Fix enable_sequential_cpu_offload in test_kandinsky_combined (#10324)

Co-authored-by: Sayak Paul <spsayakpaul@gmail.com>
2026-01-27 17:22:53 +03:00 · 2024-12-23 01:28:28 +00:00
parent 6aaa0518e3
commit f615f00f58
1 changed files with 9 additions and 9 deletions
--- a/src/diffusers/pipelines/kandinsky/pipeline_kandinsky_combined.py
+++ b/src/diffusers/pipelines/kandinsky/pipeline_kandinsky_combined.py
@@ -193,15 +193,15 @@ class KandinskyCombinedPipeline(DiffusionPipeline):
    def enable_xformers_memory_efficient_attention(self, attention_op: Optional[Callable] = None):
        self.decoder_pipe.enable_xformers_memory_efficient_attention(attention_op)

-    def enable_sequential_cpu_offload(self, gpu_id=0):
+    def enable_sequential_cpu_offload(self, gpu_id: Optional[int] = None, device: Union[torch.device, str] = "cuda"):
        r"""
        Offloads all models (`unet`, `text_encoder`, `vae`, and `safety checker` state dicts) to CPU using 🤗
        Accelerate, significantly reducing memory usage.

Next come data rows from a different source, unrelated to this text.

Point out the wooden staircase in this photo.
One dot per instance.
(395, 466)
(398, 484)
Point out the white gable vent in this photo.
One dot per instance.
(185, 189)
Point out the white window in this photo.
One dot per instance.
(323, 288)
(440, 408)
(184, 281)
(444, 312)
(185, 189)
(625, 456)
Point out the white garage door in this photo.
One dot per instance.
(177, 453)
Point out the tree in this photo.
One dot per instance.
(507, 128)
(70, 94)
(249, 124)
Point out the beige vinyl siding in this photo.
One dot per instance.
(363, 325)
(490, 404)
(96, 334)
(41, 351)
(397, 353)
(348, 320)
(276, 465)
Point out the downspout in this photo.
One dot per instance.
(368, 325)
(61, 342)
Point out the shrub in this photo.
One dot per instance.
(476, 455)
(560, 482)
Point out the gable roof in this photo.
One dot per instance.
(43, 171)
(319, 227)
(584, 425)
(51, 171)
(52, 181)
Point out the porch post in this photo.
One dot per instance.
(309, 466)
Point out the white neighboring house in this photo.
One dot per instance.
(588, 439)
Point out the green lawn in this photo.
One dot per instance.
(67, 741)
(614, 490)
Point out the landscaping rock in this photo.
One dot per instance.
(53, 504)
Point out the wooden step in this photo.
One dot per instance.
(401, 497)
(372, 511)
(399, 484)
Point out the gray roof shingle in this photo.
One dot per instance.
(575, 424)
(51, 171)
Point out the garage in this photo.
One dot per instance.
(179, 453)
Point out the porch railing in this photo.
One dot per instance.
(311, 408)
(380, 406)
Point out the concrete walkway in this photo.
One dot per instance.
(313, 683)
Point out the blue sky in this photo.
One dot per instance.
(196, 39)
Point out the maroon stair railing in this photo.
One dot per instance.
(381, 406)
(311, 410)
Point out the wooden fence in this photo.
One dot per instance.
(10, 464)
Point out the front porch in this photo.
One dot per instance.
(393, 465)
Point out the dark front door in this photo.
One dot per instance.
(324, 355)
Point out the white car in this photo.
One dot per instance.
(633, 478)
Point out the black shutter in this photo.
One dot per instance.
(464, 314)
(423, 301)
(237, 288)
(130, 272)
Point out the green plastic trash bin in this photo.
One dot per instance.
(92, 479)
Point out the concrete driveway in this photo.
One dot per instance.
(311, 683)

Models are moved to a `torch.device('meta')` and loaded on a
        GPU only when their specific submodule's `forward` method is called. Offloading happens on a submodule basis.
        Memory savings are higher than using `enable_model_cpu_offload`, but performance is lower.
        """
-        self.prior_pipe.enable_sequential_cpu_offload(gpu_id=gpu_id)
-        self.decoder_pipe.enable_sequential_cpu_offload(gpu_id=gpu_id)
+        self.prior_pipe.enable_sequential_cpu_offload(gpu_id=gpu_id, device=device)
+        self.decoder_pipe.enable_sequential_cpu_offload(gpu_id=gpu_id, device=device)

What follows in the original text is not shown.